Managing Feline Heart Disease--An Evidence-Based Approach
World Small Animal Veterinary Association World Congress Proceedings, 2007
Philip R. Fox, DVM, DACVIM, ECVIM-CA (Cardiology), ACVECC
The Animal Medical Center
New York, NY, USA


More than 95% of feline heart disease is caused by cardiomyopathy (CM). Many affected cats remain asymptomatic for life, although this percentage has never been clarified. The most common cause of symptomatic heart disease is diastolic heart failure. This results from diastolic dysfunction, the principal pathophysiologic consequence of a wide range of heart muscle disorders, most prominent of which are hypertrophic cardiomyopathy or restrictive cardiomyopathy.

Diastolic Dysfunction

Diastolic dysfunction is the principal pathophysiologic consequence of a wide range of phenotypically heterogeneous myocardial disorders. Hearts from cats with ventricular hypertrophy (HCM), and restrictive cardiomyopathy (RCM) are affected by complex intrinsic and extrinsic factors that affect left ventricular diastolic performance. Some of the better recognized factors include altered loading conditions; increased myocardial mass (hypertrophy); myocardial injury (inflammation, myocytolysis, necrosis) and repair (fibrosis, matrix changes); myocyte disorganization; and ischemia. These alterations promote ventricular stiffness and loss of compliance (diastolic dysfunction). Diastolic heart failure may result.

Diastolic Heart Failure

When alterations in diastolic function lead to increased left ventricular filling pressure and mean left atrial pressure, congestive heart failure may result. This clinical in which pulmonary edema occurs in the setting of abnormal diastolic function and relatively normal systolic function has been termed diastolic heart failure.

Screening for Heart Disease

Echocardiography is the gold standard for assessing cardiac structure and function. Thoracic radiography is important to help document the presence of heart failure as well as other non-cardiac conditions, but does not substitute for echocardiography. Electrocardiography is valuable in the face of arrhythmia, unfortunately, is insensitive for detecting the presence of heart disease.

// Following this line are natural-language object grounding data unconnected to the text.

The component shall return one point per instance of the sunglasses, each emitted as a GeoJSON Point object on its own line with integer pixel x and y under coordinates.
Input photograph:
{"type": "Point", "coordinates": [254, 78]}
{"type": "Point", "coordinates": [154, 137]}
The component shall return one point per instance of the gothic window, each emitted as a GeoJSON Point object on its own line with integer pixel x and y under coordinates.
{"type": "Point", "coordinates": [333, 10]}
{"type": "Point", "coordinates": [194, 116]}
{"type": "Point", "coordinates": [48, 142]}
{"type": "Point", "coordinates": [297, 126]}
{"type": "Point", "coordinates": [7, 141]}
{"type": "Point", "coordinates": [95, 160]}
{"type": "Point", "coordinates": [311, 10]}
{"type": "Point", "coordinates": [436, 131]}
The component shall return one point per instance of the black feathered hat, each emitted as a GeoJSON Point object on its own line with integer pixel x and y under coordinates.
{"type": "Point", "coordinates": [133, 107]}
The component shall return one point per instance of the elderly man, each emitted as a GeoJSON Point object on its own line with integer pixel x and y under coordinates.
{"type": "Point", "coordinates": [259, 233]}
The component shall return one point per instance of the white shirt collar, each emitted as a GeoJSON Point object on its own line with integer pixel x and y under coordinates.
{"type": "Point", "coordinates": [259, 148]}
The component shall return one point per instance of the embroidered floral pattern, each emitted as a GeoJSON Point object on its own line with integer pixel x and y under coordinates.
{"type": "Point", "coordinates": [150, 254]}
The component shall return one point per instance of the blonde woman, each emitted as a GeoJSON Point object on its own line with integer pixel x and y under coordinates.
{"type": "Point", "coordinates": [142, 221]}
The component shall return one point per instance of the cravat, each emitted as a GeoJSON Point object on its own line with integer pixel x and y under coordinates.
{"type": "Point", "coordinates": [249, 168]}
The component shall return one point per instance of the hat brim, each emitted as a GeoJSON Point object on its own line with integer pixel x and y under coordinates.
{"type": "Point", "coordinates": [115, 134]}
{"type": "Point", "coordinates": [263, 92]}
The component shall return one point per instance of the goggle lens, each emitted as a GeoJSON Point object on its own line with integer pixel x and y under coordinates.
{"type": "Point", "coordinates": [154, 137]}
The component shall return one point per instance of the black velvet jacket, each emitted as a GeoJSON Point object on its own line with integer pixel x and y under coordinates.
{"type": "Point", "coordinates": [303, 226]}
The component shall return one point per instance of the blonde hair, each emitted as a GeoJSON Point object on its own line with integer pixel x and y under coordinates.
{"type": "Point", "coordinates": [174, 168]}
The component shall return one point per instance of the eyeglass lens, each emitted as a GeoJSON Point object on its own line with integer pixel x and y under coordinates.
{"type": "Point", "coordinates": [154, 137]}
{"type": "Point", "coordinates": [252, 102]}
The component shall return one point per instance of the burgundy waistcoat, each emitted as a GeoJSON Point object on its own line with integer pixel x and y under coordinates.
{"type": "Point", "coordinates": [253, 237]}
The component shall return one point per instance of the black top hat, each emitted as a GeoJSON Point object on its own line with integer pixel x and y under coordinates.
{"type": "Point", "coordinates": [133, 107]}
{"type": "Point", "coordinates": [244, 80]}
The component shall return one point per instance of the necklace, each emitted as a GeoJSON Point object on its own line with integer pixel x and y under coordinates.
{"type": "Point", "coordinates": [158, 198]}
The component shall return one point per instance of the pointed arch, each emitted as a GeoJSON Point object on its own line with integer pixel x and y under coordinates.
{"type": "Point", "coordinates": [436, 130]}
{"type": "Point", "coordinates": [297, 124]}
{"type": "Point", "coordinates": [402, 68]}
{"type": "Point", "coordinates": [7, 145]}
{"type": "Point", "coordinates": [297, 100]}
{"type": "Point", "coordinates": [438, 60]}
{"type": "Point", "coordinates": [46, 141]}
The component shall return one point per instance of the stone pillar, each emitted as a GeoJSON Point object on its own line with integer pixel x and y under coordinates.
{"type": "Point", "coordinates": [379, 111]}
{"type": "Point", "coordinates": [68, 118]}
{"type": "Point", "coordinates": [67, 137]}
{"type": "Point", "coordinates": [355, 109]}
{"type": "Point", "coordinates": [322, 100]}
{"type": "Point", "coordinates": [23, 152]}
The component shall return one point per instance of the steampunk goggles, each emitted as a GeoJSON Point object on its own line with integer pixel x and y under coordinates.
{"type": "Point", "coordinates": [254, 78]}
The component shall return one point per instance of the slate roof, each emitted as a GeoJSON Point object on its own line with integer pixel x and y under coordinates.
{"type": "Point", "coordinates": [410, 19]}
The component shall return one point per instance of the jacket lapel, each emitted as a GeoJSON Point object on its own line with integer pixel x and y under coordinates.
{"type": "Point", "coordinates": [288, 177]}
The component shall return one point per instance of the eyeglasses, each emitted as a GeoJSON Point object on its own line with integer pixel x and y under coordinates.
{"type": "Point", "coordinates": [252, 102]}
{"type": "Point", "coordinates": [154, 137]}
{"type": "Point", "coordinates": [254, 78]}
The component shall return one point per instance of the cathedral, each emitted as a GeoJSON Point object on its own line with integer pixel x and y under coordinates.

Noninvasive measure out blood pressure can be useful to detect the presence of systemic hypertension which could affect left ventricular wall thickness. Blood pressure assessment is particularly relevant in face of diseases known to raise blood pressure or effect heart structures such as chronic renal failure and hyperthyroidism. Certain clinical pathology tests such as serum T4 (in cats older than six years of age) may be relevant. While interesting information is emerging about biomarkers and heart disease, their use for cardiac screening has not yet been validated.

Management of Feline Heart Disease

While the goal for managing heart disease is to reduce morbidity and mortality, there remain important gaps in our understanding of several critical areas. For example, etiopathogenesis of the cardiomyopathies is unresolved; clinical categorization of myocardial disease still requires refinement; the natural history of myocardial disease has not been established; and importantly, risk factors that predispose to morbidity and mortality remain to be identified.

Historically, in absence of prospective, randomized clinical trials in cats, treatment strategies have been extrapolated from human data, retrospective feline case studies, pharmacologic or physiologic studies of drug mechanisms in cats, and personal experience. Limitations of these approaches include lack of knowledge regarding drug efficacy and long-term treatment benefit.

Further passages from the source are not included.